Es evidente que la ‘reelección presidencial’ – hasta la “indefinida” -, en sí no representa peligro alguno. Las democracias modernas maduras suelen crear anticuerpos contra las ambiciones autoritarias desmedidas. Además, los padres constituyentes no escatimaron esfuerzos en la construcción de un complejo juego de poderes y contrapoderes capaz de mantener el equilibrio del sistema democrático.

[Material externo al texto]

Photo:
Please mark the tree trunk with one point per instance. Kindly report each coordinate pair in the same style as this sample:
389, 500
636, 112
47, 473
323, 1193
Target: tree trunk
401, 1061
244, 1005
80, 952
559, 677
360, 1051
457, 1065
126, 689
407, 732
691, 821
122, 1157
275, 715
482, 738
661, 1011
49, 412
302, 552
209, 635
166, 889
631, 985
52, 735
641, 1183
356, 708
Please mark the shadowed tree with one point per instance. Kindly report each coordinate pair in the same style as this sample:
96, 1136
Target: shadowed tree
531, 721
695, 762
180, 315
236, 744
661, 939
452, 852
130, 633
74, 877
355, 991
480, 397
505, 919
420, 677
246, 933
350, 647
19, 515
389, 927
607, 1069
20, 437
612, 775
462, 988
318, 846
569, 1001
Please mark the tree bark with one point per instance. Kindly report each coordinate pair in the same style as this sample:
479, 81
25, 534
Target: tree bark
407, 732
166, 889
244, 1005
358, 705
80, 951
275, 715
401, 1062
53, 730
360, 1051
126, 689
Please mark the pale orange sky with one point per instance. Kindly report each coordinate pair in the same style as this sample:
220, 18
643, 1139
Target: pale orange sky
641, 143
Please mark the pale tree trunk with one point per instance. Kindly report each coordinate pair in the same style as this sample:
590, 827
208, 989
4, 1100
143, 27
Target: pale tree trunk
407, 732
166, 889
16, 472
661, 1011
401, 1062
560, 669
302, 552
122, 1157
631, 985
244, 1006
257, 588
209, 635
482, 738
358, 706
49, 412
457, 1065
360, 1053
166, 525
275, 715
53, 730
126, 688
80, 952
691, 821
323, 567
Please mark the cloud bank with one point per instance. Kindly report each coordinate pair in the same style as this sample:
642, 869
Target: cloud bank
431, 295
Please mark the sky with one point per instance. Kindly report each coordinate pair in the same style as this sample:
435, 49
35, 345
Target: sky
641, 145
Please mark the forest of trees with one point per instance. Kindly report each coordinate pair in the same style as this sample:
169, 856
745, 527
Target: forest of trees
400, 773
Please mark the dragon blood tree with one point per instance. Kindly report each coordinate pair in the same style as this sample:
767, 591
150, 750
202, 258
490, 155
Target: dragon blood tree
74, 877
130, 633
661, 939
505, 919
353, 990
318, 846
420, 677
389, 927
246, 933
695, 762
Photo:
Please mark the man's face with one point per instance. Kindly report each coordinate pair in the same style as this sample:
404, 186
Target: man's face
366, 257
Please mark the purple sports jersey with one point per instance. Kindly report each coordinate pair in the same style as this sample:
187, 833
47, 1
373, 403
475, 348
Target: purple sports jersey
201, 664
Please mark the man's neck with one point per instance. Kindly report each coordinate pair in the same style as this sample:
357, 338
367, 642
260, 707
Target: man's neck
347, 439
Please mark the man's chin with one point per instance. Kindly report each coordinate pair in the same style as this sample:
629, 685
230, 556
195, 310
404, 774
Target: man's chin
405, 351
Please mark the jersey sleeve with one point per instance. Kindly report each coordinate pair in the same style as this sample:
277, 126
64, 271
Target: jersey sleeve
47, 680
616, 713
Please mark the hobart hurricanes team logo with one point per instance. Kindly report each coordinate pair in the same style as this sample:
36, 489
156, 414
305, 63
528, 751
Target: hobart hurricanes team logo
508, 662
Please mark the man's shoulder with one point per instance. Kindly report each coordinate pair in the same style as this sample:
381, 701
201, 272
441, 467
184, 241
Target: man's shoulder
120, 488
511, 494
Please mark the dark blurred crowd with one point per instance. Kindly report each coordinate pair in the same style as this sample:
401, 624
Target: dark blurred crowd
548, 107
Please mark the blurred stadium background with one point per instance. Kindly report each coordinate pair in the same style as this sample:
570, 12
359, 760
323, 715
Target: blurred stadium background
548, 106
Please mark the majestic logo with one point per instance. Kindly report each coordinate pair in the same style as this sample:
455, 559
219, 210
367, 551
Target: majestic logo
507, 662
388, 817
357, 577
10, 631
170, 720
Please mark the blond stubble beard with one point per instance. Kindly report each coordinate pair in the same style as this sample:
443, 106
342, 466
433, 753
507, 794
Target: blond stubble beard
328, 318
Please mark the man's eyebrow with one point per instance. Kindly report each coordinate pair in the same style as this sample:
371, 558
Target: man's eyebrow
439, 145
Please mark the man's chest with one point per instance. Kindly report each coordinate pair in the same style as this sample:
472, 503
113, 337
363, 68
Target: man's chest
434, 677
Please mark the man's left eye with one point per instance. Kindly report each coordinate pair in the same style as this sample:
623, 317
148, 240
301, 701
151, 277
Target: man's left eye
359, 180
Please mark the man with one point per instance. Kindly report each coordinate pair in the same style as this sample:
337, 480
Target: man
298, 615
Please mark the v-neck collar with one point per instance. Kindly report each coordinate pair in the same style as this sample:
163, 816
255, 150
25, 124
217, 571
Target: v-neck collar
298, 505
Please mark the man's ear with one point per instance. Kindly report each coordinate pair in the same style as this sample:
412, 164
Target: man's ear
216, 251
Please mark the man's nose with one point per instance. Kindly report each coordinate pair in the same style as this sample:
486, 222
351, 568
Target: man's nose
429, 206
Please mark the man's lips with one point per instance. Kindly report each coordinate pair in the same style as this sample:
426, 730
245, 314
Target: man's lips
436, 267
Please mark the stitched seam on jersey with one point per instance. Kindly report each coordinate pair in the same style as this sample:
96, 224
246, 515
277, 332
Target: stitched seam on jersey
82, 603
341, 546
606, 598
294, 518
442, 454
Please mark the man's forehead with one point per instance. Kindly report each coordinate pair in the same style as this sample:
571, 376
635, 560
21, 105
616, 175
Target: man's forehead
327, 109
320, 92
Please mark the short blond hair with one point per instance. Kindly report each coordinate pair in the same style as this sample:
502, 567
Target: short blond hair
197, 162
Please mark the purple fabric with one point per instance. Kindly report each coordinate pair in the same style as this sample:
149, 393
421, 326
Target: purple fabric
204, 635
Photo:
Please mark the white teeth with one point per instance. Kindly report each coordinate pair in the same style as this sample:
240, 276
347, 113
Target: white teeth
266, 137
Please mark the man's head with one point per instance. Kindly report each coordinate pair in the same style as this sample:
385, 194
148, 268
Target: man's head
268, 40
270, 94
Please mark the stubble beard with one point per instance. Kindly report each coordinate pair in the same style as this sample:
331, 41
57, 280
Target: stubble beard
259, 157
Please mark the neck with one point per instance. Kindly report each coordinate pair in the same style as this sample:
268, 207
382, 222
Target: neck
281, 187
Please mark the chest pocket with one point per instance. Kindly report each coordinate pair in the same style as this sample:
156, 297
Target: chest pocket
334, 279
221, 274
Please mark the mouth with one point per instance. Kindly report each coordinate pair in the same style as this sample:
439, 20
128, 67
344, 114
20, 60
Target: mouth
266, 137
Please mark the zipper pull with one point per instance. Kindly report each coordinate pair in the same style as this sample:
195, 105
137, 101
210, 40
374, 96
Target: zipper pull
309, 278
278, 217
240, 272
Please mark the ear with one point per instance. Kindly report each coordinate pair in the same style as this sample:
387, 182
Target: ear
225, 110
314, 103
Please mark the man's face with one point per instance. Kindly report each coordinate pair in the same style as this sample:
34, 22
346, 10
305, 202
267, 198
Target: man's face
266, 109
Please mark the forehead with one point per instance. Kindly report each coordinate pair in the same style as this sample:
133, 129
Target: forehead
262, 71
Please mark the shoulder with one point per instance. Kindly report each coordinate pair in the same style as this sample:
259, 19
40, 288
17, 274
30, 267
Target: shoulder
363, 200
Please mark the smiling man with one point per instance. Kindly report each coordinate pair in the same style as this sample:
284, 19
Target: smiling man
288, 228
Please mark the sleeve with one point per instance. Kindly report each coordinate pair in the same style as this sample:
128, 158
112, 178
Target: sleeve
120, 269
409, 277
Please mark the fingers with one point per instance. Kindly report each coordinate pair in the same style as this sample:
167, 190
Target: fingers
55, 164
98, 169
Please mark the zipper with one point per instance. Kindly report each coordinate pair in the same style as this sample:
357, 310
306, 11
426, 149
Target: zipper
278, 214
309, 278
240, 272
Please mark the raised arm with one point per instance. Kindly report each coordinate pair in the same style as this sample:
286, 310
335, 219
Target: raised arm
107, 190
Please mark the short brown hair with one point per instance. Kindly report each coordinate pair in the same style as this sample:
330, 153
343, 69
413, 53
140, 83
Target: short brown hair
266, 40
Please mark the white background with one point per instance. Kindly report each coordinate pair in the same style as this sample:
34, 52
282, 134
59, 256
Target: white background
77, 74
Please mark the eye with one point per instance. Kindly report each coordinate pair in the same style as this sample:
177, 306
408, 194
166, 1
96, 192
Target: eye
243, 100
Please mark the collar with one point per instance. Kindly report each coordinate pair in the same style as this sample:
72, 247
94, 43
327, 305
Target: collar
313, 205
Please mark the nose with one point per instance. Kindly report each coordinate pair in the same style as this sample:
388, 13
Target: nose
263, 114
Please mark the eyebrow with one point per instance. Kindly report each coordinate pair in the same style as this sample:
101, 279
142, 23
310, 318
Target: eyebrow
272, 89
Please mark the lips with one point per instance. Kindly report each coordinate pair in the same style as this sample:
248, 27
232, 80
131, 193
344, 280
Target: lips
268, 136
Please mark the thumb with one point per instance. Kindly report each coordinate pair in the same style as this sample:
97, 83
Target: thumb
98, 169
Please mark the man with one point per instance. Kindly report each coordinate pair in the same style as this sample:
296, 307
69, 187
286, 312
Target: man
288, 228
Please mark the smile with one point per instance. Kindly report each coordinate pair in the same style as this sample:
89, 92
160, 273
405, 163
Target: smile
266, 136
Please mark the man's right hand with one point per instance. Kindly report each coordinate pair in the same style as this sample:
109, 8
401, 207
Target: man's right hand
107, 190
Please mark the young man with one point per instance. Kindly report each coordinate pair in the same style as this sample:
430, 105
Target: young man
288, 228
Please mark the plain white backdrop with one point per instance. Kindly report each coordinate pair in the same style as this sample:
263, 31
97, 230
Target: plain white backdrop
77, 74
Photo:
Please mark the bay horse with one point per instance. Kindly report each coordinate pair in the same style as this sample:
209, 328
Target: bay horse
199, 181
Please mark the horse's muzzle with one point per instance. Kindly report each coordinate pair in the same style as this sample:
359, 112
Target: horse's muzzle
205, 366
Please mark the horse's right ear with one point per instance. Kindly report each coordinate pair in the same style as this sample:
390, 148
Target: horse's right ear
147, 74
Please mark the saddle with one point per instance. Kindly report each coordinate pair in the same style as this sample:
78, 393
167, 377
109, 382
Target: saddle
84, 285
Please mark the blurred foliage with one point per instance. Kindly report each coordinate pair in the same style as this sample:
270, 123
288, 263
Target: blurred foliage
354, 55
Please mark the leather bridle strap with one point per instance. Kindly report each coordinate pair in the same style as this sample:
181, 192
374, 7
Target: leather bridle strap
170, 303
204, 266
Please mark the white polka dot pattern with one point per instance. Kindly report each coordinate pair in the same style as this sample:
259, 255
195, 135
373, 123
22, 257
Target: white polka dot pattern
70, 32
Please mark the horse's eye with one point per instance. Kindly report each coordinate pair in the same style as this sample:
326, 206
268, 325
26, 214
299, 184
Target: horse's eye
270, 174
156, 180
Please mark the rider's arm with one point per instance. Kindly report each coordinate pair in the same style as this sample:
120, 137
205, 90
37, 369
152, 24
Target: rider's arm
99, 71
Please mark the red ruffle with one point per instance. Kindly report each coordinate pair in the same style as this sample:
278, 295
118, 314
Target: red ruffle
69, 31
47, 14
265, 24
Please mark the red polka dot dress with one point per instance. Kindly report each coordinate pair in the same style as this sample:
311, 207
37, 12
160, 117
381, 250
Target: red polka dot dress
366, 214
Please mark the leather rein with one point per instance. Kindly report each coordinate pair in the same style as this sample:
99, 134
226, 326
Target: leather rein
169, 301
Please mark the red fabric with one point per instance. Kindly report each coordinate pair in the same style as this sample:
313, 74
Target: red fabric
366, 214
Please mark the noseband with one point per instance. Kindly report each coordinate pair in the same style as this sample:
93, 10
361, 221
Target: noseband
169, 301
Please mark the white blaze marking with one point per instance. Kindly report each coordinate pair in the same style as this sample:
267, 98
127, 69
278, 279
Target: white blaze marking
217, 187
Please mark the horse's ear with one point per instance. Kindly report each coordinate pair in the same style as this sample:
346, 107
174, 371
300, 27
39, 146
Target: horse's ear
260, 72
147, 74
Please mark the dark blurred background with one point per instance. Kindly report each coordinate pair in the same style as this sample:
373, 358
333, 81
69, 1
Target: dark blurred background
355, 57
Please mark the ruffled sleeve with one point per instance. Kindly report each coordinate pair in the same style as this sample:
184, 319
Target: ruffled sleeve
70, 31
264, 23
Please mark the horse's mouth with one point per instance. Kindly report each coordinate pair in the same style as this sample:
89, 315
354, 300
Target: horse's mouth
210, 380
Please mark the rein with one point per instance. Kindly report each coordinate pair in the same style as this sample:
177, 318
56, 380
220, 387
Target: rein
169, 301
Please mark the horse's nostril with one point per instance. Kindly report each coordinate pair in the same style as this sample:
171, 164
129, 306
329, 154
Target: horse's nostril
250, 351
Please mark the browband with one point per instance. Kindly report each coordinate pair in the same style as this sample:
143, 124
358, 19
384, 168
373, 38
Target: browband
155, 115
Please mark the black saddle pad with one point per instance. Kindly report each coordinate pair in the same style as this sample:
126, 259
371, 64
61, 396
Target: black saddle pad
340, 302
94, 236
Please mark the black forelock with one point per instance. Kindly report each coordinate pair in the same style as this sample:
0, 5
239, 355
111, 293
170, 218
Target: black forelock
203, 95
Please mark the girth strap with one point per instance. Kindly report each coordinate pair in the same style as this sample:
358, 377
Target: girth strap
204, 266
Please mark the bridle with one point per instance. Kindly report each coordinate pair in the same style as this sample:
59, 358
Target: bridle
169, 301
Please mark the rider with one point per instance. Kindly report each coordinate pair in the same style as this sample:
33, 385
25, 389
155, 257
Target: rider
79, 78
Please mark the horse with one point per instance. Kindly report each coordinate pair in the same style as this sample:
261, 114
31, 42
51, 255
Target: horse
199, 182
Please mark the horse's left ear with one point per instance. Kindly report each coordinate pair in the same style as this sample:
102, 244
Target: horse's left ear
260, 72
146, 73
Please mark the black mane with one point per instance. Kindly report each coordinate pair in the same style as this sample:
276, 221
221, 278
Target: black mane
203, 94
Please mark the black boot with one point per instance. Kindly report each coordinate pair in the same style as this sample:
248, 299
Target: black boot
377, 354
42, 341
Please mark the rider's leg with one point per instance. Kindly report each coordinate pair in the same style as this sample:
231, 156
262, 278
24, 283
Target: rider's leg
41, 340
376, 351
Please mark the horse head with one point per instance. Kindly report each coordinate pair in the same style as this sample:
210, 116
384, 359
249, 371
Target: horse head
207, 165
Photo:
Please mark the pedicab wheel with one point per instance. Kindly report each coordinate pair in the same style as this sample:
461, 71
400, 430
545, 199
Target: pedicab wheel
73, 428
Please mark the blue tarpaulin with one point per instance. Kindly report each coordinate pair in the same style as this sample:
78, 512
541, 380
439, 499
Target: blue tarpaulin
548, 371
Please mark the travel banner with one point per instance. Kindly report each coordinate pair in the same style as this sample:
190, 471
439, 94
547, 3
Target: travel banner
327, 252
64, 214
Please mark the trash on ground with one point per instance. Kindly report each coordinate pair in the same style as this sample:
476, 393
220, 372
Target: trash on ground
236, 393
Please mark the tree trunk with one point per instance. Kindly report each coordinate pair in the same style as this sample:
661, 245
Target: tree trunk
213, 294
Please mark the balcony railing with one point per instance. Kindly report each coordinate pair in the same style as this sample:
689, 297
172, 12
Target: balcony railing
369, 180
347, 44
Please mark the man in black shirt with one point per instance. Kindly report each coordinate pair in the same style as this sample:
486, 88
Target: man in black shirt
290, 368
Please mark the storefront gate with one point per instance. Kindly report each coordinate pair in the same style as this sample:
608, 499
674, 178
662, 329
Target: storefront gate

Sin embargo, cabe preguntarse: ¿es este el caso de nuestras naciones de América Latina? ¿Son nuestras democracias, a pesar de las desventuras dictatoriales que sufrieron hasta en tiempos recientes, lo suficientemente maduras como para no caer en nuevas tentaciones autoritarias? ¿Y los poderes públicos, tienen la fuerza necesaria para oponerse a los proyectos de líderes descarriados y no caer sumisos a sus pies? Preguntas para la reflexión.